The head of a proxy advisory firm said the vote reflected minority investors' nervousness about whether the merger would go through. “Investors are likely to assume that the merger could fail and do not want the current board members to continue betting on Zee as they feel they have failed to complete the merger,” the executive said on condition to remain anonymous.

Zee declined Mint's request for comment.

Some of the largest foreign institutional investors, who together own a third of Zee, voted against the resolutions. In comparison, the promoters only own 3.99% of the company's shares.

The City of New York Group Trust, which owns 1.3% of Zee, voted against Mehra's reappointment, according to documents reviewed by Mint. Legal and General Investment Management (LGIM), the UK's largest fund manager, also voted against Mehra's candidacy. “It is voted against as LGIM expects that a CEO/CFO/FD or a non-executive director does not have too many external roles to ensure that they can carry out their duties effectively,” LGIM reasoned.

Mehra, chartered accountant and former partner and managing director at PricewaterhouseCoopers Pvt. Ltd is a board member of seven listed companies and one listed real estate investment trust.

The California Public Employees' Retirement System (CalPERS), which manages assets worth around $500 billion, also rejected Mehra's candidacy. And APG Asset Management, a Dutch group that manages about $600 billion in assets, voted against reappointing Mehra and Mirchandani.

At least two proxy advisory firms, including Institutional Investor Advisory Services (IiAS) and Stakeholders Empowerment Services, had recommended voting against Mehra's reappointment.

IiAS also recommended that shareholders not grant Mirchandani a second term.

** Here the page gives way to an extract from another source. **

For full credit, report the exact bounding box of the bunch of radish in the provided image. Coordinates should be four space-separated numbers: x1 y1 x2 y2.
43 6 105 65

On Mirchandani, IiAS noted that as a member of the nomination and remuneration committee, he is responsible for the jump in Zee managing director and CEO Punit Goenka's remuneration, which rose by 20% 13.2 crore in FY21 to 41.1 crore in FY22, surpassing the 21 per cent growth in the company's profit in the same period. It goes on to say that Goenka Salary at ₹35 crore in FY23 was high and accounted for 2% of profit before exceptional items.

“The entire Zee board will undergo a refresh following the Sony merger and control to Sony. “A whole new set of directors will be appointed,” said Shriram Subramanian, founder and managing director of InGovern Research Services, a Bengaluru-based proxy advisory firm. Subramanian did not see any problems with the reappointment of the two directors.

Dish TV India Ltd, the company owned by Chandra's younger brother Jawahar Goyal, has seen nine directors sacked by investors since Yes Bank sounded the investor revolt horn in September 2021.

This means that in the last 30 months, a dozen director nominations have been rejected by shareholders of Chandra-owned companies. During this time, three independent directors have resigned from Zee's board. In addition to Gupta (last week), Ashok Kurien and Manish Chokhani also resigned in September 2021 a day before the general meeting.

Zee's three-member board, which does not include founder Chandra, has appointed Venakata Ramana Murthy Pinisetti, Uttam Agarwal and Shishir Desai as independent directors for now.